The June 2015 jobs report was according to some analysts, “Not too hot, not too cold. But not, alas, just right.” While overall unemployment fell, the picture was more complex as levels of long-term and partially employed remained persistent, wages remained static and many individuals gave up looking for work. In fact, the labor participation rate among adults is now the lowest since 1977.
Younger adults are particularly affected by this downturn. If those between the ages of 25 and 34 feel they are not sharing in the economic recovery at all that’s probably because they aren’t.
“Despite improvements in the overall economy, these older millennials have become more likely to bunk with Mom and Dad each year over the past three years [as a result of decreased earning power],” explains Catherine Rampell in the Washington Post. “In 2014, 14.7 percent were living with their parents, the highest share since the government began keeping track in 1960.”
The unfortunate problem for many within the older half of Gen Y is that they entered the job market when employment opportunities were at their worst in a generation. With prospects so dim, many of these workers were happy to take pretty much any job he or she could land. That, in turn, had a negative Domino effect, charting a long-term course of underemployment in low wage positions that offered little opportunity for advancement. This is where many people in that demographic find themselves today.
Long-term unemployment is not just a problem for millennials; it impacts everyone looking for work.
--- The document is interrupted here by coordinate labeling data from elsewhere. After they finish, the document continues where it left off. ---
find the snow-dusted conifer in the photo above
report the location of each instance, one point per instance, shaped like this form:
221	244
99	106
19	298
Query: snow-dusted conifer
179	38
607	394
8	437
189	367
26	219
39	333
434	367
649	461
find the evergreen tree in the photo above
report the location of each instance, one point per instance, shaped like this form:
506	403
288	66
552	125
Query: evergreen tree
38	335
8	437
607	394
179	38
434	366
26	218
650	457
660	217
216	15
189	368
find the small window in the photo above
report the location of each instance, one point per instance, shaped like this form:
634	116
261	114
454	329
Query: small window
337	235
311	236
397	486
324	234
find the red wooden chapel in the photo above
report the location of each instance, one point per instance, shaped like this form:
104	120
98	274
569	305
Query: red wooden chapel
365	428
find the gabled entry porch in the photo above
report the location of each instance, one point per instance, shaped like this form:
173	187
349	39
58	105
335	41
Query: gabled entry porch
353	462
The duration of unemployment has lasted much longer during The Great Recession than during any other job downturn since the late 1940s, according to findings published by the Center on Budget and Policy Priorities. Of the 8.7 million Americans looking for jobs in May 2015, 2.5 million had been out of work for 27 weeks or more.
Nancy Cook, a reporter from the National Journal, recently spoke with C-SPAN about the deleterious impacts of long term unemployment, defined as 27 weeks or more, where even college graduates find themselves these days.
Roughly 30% of all unemployed people are long-term.